On the same day, the EFCC obtained a warrant of arrest against Bello from a federal high court in Abuja.


Subsequently, the anti-graft agency declared the former governor wanted, while the Nigeria Immigration Service (NIS) placed Bello on a watchlist.


Bello was also absent for an arraignment that was initially scheduled for April 18, citing fear of arrest.



Speaking on Saturday at the national integration conference, Oshiomhole said Ododo’s “rescue” of Bello and the former governor’s refusal to show up in court, constitutes a breach of the law.


The conference which had ‘Revisiting the national question: Nigeria’s elusive search for national integration’ as its theme, was organised by the Kukah Centre.


The senator also urged citizens to speak up against breaches of the law — irrespective of who is involved.

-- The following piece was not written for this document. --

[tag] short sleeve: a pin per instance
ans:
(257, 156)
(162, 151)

“If you are afraid, given the fact that you are very vocal, you are independent, you cannot be dismissed, you cannot be promoted or demoted… if you are afraid to mention the name of a former governor who breached the law and a sitting governor who used his immunity to cover a governor that lost immunity, where will the courage come from?” Oshiomhole said.


 “This sophistry of saying we can name the child of a poor man who steal(s) a goat but we are afraid to mention the name of a big man who breached the law, that for me is at the root of our problems.”



Bello had also allegedly paid $760,910 in advance fees to the American International School Abuja (AISA) for five of his children from the coffers of the Kogi state government.


The children are in grade levels 2 to 8 at the school.

Oshiomhole said during his spell as Edo governor, his colleagues denied children of the poor access to education.


“As a former governor, I was a member of the national economic council (NEC) where some state governors argued that they did not have the resources to pay 50 percent subsidy in order to ensure that the children of the poor go to school even when those governors are sending their own children abroad,” Oshiomhole added.


The former Edo governor said leaders must possess the political will to implement laws they enact.


“What I consider to be the most important investment, namely, that never should a child be born in this country and be denied access to go to school,” he said.